For over two decades, Mrs. Taubman was the artistic director of the Taubman Institute, firstly at Amherst College, later at Williamstown. Apart from being sought after by pianists from around the world, Mrs. Taubman taught at Queens College and Hunter College in New York. Long-term students included Yoheved Kaplinsky, ( now Julliard School of Music), and Edna Golandsky (Director of the Golandsky Institute, USA), considered the primary exponent of the Taubman Approach.
Unfortunately, I never met Mrs. Taubman, yet she has changed my life, as she has thousands of others.
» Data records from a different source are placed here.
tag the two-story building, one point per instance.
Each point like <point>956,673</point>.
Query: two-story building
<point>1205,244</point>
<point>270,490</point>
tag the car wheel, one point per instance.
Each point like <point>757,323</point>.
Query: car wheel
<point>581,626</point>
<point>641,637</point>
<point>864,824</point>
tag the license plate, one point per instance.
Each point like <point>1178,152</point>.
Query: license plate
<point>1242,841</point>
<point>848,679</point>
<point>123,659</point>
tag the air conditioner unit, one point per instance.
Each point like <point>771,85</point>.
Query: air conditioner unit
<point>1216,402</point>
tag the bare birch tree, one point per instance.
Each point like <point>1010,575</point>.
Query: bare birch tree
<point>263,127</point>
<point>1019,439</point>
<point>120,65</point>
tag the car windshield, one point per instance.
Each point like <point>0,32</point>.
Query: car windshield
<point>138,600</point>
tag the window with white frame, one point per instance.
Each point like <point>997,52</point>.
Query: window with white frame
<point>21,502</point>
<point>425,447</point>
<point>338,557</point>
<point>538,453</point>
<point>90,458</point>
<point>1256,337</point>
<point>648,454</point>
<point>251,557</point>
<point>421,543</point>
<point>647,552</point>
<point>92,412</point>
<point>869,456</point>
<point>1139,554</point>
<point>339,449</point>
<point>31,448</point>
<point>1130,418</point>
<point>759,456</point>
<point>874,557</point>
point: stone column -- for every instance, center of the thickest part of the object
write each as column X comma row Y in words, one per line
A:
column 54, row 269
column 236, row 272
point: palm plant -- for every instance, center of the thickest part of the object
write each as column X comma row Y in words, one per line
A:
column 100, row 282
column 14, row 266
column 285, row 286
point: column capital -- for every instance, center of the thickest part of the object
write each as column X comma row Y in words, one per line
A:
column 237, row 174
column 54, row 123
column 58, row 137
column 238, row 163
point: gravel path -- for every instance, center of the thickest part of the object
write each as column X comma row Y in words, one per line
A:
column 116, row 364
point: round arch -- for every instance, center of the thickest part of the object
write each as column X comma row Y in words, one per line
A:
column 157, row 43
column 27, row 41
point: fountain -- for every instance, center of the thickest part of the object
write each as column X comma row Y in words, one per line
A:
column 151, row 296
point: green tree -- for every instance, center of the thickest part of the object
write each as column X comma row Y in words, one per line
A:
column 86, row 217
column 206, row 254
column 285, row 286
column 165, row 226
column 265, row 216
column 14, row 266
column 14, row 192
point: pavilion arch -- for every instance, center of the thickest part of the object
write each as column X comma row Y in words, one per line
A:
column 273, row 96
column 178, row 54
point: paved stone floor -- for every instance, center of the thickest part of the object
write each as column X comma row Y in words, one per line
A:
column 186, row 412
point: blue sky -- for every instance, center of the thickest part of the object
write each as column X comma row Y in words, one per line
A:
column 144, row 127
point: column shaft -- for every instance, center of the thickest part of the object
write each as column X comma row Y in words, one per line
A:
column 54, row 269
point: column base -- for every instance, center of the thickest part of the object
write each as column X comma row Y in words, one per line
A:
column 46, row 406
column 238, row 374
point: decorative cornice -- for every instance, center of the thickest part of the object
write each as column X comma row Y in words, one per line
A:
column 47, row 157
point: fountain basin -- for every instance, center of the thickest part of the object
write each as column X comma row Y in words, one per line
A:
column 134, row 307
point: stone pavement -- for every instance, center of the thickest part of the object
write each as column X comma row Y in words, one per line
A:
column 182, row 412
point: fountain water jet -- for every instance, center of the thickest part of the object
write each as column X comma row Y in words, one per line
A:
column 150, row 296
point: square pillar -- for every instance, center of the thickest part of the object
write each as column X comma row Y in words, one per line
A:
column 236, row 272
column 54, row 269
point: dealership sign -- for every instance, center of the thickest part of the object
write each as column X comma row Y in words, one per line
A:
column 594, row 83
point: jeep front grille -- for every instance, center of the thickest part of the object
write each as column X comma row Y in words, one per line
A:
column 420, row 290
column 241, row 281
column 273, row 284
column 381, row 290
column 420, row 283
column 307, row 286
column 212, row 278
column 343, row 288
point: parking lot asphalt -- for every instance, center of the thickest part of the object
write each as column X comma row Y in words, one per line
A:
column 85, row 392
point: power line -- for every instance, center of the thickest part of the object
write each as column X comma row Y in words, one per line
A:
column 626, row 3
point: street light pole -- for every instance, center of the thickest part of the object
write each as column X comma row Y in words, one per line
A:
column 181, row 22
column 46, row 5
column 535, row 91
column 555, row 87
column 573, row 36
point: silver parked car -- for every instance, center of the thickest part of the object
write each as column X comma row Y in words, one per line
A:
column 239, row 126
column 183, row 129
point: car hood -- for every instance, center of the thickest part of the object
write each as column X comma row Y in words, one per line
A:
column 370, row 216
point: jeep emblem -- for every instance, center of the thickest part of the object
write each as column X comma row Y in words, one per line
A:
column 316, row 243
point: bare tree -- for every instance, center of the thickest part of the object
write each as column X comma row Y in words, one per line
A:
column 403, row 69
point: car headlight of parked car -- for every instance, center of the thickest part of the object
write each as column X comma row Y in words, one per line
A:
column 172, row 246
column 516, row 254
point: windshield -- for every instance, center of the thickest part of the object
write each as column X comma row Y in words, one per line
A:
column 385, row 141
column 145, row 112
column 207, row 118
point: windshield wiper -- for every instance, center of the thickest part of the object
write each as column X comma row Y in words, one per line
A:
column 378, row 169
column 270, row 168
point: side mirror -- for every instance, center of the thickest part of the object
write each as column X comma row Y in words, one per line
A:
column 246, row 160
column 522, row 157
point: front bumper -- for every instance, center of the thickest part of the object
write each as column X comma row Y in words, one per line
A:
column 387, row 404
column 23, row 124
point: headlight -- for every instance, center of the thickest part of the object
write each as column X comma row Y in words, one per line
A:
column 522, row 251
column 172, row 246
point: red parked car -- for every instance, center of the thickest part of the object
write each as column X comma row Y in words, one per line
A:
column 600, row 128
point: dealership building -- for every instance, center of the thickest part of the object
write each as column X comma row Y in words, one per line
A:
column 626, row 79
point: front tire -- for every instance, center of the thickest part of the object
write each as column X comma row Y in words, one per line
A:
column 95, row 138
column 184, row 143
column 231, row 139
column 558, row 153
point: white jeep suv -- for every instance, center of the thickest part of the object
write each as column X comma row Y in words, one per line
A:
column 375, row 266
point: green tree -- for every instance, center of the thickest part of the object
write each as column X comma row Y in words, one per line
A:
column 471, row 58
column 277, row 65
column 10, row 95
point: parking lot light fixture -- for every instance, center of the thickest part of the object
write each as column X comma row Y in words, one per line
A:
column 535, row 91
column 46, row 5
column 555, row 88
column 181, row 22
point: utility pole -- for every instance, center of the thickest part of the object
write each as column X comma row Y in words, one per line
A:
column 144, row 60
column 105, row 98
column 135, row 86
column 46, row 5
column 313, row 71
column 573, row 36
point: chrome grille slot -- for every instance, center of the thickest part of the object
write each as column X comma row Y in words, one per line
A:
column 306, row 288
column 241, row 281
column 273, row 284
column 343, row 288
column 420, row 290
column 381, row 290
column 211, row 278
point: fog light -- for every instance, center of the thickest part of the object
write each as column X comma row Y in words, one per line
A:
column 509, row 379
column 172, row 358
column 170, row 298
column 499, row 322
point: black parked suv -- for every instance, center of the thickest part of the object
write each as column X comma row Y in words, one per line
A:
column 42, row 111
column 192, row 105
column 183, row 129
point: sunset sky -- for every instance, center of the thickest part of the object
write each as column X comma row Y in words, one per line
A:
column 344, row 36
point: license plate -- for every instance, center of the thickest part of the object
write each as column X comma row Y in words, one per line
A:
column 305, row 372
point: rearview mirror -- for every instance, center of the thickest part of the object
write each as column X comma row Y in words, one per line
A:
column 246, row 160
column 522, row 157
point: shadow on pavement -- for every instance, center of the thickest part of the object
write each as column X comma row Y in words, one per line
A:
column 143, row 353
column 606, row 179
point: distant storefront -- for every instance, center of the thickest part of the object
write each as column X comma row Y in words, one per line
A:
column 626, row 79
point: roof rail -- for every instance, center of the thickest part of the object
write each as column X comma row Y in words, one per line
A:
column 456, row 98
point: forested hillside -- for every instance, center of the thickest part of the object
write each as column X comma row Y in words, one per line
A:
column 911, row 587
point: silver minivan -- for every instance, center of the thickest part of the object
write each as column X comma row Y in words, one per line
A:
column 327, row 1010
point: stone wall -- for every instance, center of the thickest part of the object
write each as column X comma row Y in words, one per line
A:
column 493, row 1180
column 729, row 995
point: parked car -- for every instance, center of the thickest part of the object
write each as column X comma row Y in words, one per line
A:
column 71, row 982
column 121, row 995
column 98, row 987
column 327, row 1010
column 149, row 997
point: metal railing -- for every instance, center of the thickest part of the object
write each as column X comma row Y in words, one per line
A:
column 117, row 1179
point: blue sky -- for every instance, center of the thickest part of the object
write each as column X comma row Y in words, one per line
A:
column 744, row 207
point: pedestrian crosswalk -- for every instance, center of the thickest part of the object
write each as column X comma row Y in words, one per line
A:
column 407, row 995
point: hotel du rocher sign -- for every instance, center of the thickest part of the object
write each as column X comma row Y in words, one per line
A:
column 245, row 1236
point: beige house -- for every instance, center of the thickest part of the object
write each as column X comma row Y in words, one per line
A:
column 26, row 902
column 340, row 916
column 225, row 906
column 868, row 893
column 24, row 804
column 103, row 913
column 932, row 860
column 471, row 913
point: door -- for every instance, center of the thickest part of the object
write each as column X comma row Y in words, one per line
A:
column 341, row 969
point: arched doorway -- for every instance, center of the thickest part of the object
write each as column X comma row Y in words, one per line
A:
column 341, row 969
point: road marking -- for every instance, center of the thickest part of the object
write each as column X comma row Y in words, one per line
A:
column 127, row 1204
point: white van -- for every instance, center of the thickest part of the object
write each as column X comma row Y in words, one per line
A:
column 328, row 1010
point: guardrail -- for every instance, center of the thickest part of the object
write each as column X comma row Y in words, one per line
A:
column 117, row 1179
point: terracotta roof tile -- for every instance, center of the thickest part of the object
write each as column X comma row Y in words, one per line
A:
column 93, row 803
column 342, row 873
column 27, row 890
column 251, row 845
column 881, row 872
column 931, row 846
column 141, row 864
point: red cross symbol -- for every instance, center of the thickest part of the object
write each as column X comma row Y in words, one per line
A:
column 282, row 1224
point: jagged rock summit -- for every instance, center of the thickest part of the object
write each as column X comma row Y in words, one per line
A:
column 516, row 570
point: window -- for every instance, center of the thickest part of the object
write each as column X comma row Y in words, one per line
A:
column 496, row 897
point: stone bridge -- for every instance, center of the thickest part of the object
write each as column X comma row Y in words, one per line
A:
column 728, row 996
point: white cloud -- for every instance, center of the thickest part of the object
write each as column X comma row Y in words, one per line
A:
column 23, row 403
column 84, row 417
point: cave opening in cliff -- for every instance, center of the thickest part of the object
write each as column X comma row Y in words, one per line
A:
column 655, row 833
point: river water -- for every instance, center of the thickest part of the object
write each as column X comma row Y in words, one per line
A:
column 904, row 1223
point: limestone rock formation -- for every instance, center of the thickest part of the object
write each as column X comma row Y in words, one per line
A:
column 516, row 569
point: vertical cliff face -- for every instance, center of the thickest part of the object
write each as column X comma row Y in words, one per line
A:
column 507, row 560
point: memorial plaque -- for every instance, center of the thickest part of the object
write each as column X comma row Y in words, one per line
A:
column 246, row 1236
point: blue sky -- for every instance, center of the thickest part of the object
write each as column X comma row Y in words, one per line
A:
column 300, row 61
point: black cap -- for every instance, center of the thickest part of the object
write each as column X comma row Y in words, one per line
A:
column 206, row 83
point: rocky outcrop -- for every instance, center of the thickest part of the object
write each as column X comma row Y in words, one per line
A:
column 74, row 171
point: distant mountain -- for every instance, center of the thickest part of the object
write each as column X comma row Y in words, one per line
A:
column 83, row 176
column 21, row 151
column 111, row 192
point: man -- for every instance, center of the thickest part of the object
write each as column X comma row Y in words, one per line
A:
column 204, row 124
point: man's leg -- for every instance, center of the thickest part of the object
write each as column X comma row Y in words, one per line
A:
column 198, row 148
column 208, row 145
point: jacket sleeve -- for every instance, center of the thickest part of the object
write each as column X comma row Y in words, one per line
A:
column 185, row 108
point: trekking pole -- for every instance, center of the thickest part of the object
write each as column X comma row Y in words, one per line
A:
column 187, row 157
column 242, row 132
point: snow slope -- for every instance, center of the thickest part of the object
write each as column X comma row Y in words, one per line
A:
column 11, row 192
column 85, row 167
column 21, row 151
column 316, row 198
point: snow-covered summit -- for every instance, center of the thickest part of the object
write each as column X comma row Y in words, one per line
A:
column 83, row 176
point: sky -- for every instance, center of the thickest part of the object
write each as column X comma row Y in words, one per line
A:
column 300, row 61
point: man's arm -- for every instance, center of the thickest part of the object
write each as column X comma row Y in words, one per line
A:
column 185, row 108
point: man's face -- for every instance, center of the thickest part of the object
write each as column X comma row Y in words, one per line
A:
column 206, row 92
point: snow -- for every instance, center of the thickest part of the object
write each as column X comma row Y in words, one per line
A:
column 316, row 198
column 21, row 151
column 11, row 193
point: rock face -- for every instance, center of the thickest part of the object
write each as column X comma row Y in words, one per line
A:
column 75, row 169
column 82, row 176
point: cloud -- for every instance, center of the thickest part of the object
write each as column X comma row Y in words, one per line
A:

This July when I attend the Golandsky Institute marks ten years since I first started studying the Taubman Approach, allowing me to pursue an active performance career after being injured for nearly a decade, and to share this knowledge in my teaching. Mrs. Taubman’s legacy will continue through many committed Taubman teachers, including Edna Golandsky and John Bloomfield, the wonderful pedagogues who continue to develop my playing and teaching to deeper levels. Apart from her incomparable insights, Mrs. Taubman will live on through the seemingly never-ending array of anecdotes her students share: her humour and pithy quotes, her passion, her creativity, her refusal to accept long-held traditions without question, and her dedication to her life’s work.
With enormous gratitude from the bottom of my heart, thank you Mrs. Taubman.